Durante essa jornada, parte feita com um grupo de amigos, parte sozinha, ela vivenciou a infraestrutura cicloviária desses países, a integração do modal com outros meios de transporte e as diferenças em relação ao Brasil. É sobre essa experiência – e o que poderia ser implementado por aqui – que Marina Pereira aborda na entrevista a seguir.
O que faz a infraestrutura cicloviária desses países ser amigável ao ciclista?
Em primeiro lugar, ela proporciona segurança ao ciclista. Isso é essencial para que as pessoas se sintam confortáveis em utilizar a bicicleta, e esses países, especialmente a Holanda, faz isso muito bem.

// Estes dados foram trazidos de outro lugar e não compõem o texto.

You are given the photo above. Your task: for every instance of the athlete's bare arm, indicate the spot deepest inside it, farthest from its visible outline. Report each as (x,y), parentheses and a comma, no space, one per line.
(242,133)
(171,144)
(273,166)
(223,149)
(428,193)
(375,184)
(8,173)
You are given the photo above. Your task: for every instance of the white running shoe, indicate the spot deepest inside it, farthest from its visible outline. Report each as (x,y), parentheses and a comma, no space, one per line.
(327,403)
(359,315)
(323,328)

Destaco três pontos importantes: a forma como fazem as separações entre a ciclovia e as faixas dos demais veículos, o modo como são pensadas as interseções semafóricas e, por fim, a qualidade da pavimentação e da manutenção das vias.

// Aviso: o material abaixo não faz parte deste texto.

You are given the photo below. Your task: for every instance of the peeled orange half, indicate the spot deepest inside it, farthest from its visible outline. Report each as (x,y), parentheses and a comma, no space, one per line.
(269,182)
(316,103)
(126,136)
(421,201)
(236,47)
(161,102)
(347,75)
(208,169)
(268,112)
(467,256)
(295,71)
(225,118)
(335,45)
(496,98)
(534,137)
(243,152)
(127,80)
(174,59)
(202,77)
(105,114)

Em relação à separação entre a ciclovia e as faixas, o que se vê é uma distância específica que existe, às vezes com um jardim, outras apenas com uma pintura, mas sempre uma distância segura. E isso é bom, pois o ciclista tem espaço para desviar, se necessário. As interseções são muito claras nos cruzamentos e o ciclista tem uma visão ampla de onde ir, de onde parar e onde é mais seguro. Esses cruzamentos são pensados para gerar segurança, pois permite que o ciclista veja e seja visto pelos veículos e também pelos pedestres.
Por fim, destaco a qualidade da pavimentação, além da manutenção das vias. Nos dois países vemos ciclovias muito bem cuidadas, impecáveis. Dificilmente o ciclista passa por buracos e elas não são como as do Brasil. Aqui, o que vemos é que metade da ciclofaixa é uma sarjeta quebrada. E nesses países não tem isso, não vemos má qualidade na manutenção dessas vias. E existe um respeito generalizado ao ciclista, e a bicicleta é entendida como parte do sistema de transporte e está acima do carro na hierarquia, tem prioridade.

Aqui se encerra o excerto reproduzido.